On a purely technical level, mesh advocates say it’s super hard, but not impossible. First, you’d build as many local mesh networks as you can, and then you’d connect them together. Long-distance “hops” are tricky, but community meshes already use special wifi antennas–sometimes “cantennas” made out of Pringles-type containers–to join far-flung neighborhoods. Down in Argentina, meshers have shot signals up to 10 miles to bring together remote villages; in Greece, Bonicioli says they’ve connected towns as far as 60 miles apart. For bigger leaps, there are even more colorful ideas: Float a balloon 60,000 feet in the air, attach a wifi repeater, and you could bounce a signal between two cities separated by hundreds of miles. It sounds nuts, but Google actually pulled it off this past summer, when its Project Loon sent a flotilla of balloons over New Zealand to blanket the rural countryside with wireless connections. There are even DIY satellites: Home-brewed “cubesats” have already been put into orbit by university researchers for less than $100,000 each. That’s hardly chump change, but it’s well within, say, Kickstarter range.
For stable communications, though, the best bet would be to snag some better spectrum. The airwaves are a public resource, but they are regulated by national agencies like the Federal Communications Commission that dole out the strongest frequencies–the ones that can travel huge distances and pass easily through physical objects–to the military and major broadcasters. (Wifi uses one of the rare public-access frequencies.) If the FCC could be convinced to hand over some of those powerful frequencies to the public, meshes could span huge distances. “We need free networks, and we need free bandwidth,” says Eben Moglen, a law professor at Columbia University and head of the Software Freedom Law Center. But given the power of the telco and defense lobbies, don’t hold your breath.

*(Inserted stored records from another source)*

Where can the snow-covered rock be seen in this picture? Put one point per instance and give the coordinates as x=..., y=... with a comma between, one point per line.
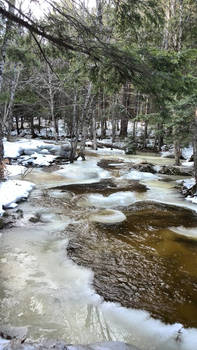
x=139, y=175
x=187, y=183
x=108, y=216
x=13, y=191
x=187, y=152
x=114, y=200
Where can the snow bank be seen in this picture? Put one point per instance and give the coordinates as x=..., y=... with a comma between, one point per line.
x=187, y=152
x=38, y=159
x=187, y=183
x=28, y=147
x=13, y=191
x=112, y=201
x=184, y=231
x=14, y=170
x=108, y=216
x=167, y=154
x=148, y=333
x=140, y=175
x=83, y=172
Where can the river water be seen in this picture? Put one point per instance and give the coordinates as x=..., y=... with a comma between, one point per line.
x=135, y=281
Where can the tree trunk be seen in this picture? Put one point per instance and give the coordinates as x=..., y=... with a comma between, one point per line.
x=51, y=102
x=177, y=152
x=85, y=123
x=2, y=65
x=195, y=146
x=74, y=131
x=124, y=116
x=17, y=125
x=94, y=144
x=1, y=153
x=8, y=118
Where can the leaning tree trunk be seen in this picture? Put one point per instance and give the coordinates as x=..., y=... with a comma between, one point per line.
x=8, y=118
x=85, y=122
x=124, y=116
x=74, y=131
x=3, y=51
x=195, y=146
x=1, y=153
x=177, y=152
x=94, y=136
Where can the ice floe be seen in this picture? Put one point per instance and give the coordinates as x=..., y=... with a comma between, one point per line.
x=112, y=201
x=83, y=172
x=139, y=175
x=13, y=191
x=107, y=216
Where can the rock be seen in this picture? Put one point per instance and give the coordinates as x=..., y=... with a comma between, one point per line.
x=55, y=345
x=175, y=170
x=107, y=216
x=108, y=163
x=145, y=167
x=104, y=346
x=65, y=151
x=107, y=186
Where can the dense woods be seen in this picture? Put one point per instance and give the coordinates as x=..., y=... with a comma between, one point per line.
x=88, y=72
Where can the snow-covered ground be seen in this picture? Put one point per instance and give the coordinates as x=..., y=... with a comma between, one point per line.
x=13, y=191
x=32, y=152
x=140, y=175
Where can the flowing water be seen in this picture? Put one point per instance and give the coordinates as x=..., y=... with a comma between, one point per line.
x=112, y=272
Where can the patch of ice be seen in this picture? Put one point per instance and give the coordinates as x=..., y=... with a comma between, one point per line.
x=83, y=172
x=38, y=159
x=112, y=201
x=14, y=170
x=139, y=175
x=188, y=164
x=108, y=216
x=183, y=231
x=3, y=343
x=148, y=333
x=187, y=152
x=157, y=168
x=12, y=191
x=192, y=199
x=187, y=183
x=167, y=154
x=109, y=151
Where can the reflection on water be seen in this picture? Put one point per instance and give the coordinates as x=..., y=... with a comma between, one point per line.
x=144, y=263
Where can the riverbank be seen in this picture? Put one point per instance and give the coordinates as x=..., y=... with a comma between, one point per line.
x=51, y=297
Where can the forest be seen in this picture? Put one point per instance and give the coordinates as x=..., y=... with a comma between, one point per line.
x=100, y=67
x=98, y=174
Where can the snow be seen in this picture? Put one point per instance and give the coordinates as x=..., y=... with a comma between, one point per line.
x=187, y=152
x=83, y=172
x=108, y=216
x=13, y=191
x=149, y=333
x=184, y=231
x=167, y=154
x=38, y=159
x=187, y=183
x=3, y=343
x=190, y=164
x=109, y=151
x=14, y=170
x=28, y=147
x=139, y=175
x=112, y=201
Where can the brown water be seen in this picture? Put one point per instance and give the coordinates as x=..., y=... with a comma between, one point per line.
x=142, y=263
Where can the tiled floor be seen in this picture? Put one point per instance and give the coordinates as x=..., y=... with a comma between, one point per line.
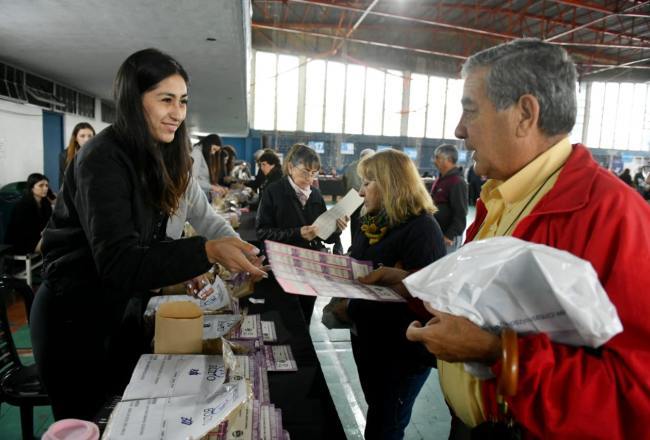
x=10, y=415
x=430, y=418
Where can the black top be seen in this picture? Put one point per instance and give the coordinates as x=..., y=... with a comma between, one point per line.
x=105, y=242
x=27, y=222
x=280, y=215
x=450, y=197
x=380, y=326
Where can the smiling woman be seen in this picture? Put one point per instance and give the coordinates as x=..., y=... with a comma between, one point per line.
x=105, y=248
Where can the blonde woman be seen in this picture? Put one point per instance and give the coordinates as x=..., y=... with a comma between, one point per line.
x=397, y=230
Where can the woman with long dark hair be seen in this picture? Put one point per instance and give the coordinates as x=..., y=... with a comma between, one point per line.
x=81, y=133
x=30, y=215
x=105, y=248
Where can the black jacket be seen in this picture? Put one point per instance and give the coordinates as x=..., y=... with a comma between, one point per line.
x=381, y=326
x=27, y=223
x=105, y=242
x=449, y=194
x=280, y=215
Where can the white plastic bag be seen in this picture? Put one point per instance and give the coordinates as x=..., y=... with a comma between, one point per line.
x=531, y=288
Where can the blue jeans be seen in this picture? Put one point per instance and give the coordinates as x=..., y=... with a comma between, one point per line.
x=390, y=395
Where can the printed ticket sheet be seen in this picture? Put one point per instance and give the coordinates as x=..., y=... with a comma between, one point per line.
x=269, y=333
x=165, y=375
x=326, y=222
x=307, y=272
x=173, y=418
x=279, y=358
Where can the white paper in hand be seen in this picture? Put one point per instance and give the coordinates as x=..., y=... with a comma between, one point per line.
x=531, y=288
x=326, y=222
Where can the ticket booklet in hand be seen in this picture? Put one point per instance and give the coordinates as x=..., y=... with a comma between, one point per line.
x=306, y=272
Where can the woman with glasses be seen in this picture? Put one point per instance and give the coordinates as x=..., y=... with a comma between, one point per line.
x=289, y=207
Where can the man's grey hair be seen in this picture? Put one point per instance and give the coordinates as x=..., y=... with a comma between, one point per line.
x=366, y=152
x=531, y=66
x=447, y=150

The notion of a truly independent global internet may still be a gleam in the eye of the meshers, but their visionary zeal is contagious. It harkens back to the early days of the digital universe, when the network consisted mostly of university scientists and researchers communicating among themselves without corporations sitting in the middle or government (that we know of) monitoring their chats. The goal then, as now, was both connection and control: an internet of one’s own.